To see what our aspiring-to-be-cool state was doing about this, I wanted to learn more about the Cool Cities Initiative, to see if it had a chance to make a difference. Doing what a student of the 2010s has been bred to do, I Googled it. I hit a dead end at an out-of-date, “this domain name may be for sale by its owner” web page. Nothing says “cool” like dead web pages.

But eventually, I found a PDF version of a Powerpoint presentation — also the definition of the anti-cool — that had some surprising insights. It admitted the government cannot mandate cool, and research from a nonscientific survey revealed quality of life was significantly more important for recent graduates in determining a place to live, maybe even surpassing the importance of job opportunities.

Also, factors that were not critical in determining where we would go included places with year-round warm weather, professional sports teams, large malls and casinos.

And that brings me to the concept of transit. Our generation is one that puts a premium on economies of access rather than on economies of ownership.

We listen to music on Spotify and Pandora and watch instant-stream movies on Netflix and TV shows on Hulu. Give someone all three seasons of “Arrested Development” on DVD as a birthday present and you’ll be greeted with a puzzled look: “You know I can watch this for free, whenever I want, without sticking a disk into a machine, right?”

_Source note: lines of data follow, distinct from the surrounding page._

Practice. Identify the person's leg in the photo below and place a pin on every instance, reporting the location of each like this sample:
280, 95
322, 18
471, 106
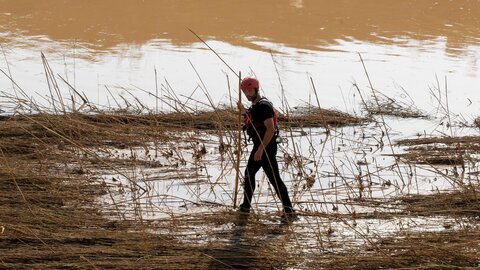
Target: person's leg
270, 166
249, 184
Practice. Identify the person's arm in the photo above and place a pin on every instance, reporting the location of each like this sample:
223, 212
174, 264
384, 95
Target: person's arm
269, 133
241, 108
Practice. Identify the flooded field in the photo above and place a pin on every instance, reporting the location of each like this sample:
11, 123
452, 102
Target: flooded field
118, 134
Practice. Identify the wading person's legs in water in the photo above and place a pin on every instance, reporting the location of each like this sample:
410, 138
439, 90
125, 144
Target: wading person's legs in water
270, 166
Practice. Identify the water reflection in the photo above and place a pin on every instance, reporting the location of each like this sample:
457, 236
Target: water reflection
307, 24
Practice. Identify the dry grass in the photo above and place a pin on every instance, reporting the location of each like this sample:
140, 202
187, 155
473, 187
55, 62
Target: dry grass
440, 150
51, 215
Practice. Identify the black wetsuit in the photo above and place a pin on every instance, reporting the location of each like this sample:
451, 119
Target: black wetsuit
256, 129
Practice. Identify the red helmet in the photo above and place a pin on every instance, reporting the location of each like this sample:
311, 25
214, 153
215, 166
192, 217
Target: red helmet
249, 83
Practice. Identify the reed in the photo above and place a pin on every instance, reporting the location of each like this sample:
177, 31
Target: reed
90, 187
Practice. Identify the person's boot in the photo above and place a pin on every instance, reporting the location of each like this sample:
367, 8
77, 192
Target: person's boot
243, 209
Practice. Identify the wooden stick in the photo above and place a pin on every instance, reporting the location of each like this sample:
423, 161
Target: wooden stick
239, 141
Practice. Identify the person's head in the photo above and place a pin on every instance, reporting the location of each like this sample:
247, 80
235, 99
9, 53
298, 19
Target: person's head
250, 88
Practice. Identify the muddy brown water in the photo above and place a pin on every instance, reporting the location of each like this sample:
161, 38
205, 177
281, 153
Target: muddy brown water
409, 47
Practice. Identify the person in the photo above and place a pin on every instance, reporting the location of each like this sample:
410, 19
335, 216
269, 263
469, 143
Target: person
261, 127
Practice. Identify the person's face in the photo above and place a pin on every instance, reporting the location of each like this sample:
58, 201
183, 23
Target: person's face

We surrender every last detail of our personalities and lives to our future overlords at Facebook in order to access what is the world’s largest communication network. We’ve hastened the arrival of bikeshares and companies such as Zipcar and Car2Go that offer vehicles only when we want them.

Cars are losing their “cool”, and it’s a hassle to have them. The share of 20-34 year-olds with a driver’s license is dropping and shows no signs of reversing. This is bad for Michigan twofold; we build cars — a market that is losing appeal — and we have no great transit alternatives.

Traveling the 10 miles from Old Town Alexandria, Va., to the U Street Corridor in D.C., — two of those “cool” places — takes less than half an hour on the D.C. Metro. That is half an hour in which I don’t have to take my eyes off of my phone, rather than the more than a half-hour drive it would take that I would be trying my best not to look at my phone.

The state of Michigan can attempt to create “cool cities” by offering grants to fix up parks or theaters, but the real way to become a place that we young folks want to live is to give us access to transit. Instead of subsidizing professional sports arenas to the tune of about $150 million — Comerica Park — or $220 million in the case of the Silverdome, which sold for about $550,000 in 2009 at an enormous loss, the state needs to invest in transit infrastructure.

I’ll be writing more about transit and the state of Michigan in future columns, and I’m hoping I’ll be able to convince myself and others that Michigan is a state worth staying in once we graduate. But the promised lands of D.C., Chicago, Vancouver and Toronto sure are singing a siren song that is hard to resist.